Wednesday, July 02, 2008

Good things from across the border, Part II: John McFetridge


One problem with New York or Los Angeles or Chicago as settings for crime fiction is that they've been around forever. Among other things, this means that the fictional cities have long since supplanted their real counterparts in most readers' imaginations.

That's a tribute to the great writers and movie makers who have taken these cities as their subjects. But wouldn't it be exciting to see a great crime-fiction city taking shape before your eyes, to see a real city becoming a city of the imagination, with all the graft, corruption, population shifts, money, drugs, and tumultuous daily life that implies?

You can do this. Your city is Toronto, your author John McFetridge, your novel Everybody Knows This is Nowhere. And why not Toronto, a city far larger, far more diverse and far richer than the settings of most crime novels? McFetridge manages the difficult feat of portraying a city in constant transition, and he does this without slipping into easy sentimentality about days gone by or easy rants against the ravages of development.

 "It's hard to tell about this neighborhood," one character tells another as they approach a multiethnic strip mall. McFetridge does a nice job of portraying a city that has not just changed but may well be changing even as we read.

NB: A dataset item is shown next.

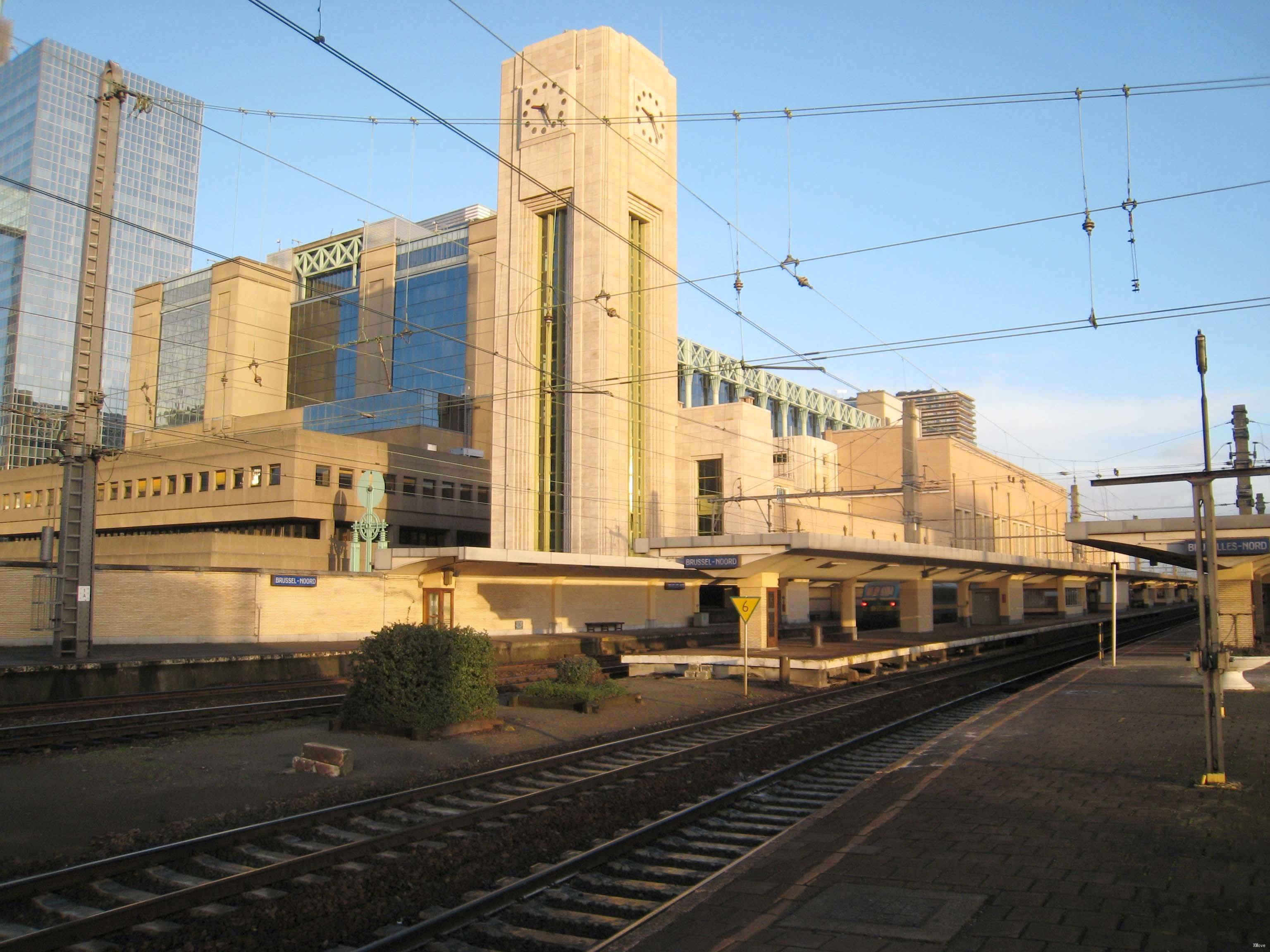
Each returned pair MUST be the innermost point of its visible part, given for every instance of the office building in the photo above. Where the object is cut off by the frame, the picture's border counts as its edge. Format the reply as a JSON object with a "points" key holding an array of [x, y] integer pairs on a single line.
{"points": [[46, 134]]}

So much for urban studies; this is a crime novel, and McFetridge has populated it with at least six characters we can care about on both sides of the law. Among these, detectives Armstrong and Bergeron, a sexy marijuana grower named Sharon, and a mysterious, ambitious operator named Ray eventually emerge, but the book really has multiple protagonists, which lends it a kind of epic feel that matches the sprawl of the city the characters populate.

There are violence, killings, corruption, takeovers, and a plot set in motion by a body that plunges from a roof. Money is the motive force, and cops and gang leaders alike share a bland management-speak upon which McFetridge has his multiple characters comment acerbically. Canadian readers may enjoy McFetridge's take on a motorcycle gang that decides to move its head office form Montreal to Toronto, as so many more legitimate operations did after the 1976 election victory of the Franco-centric, separatist Parti Quebecois in Quebec, but the satire is accessible to anyone.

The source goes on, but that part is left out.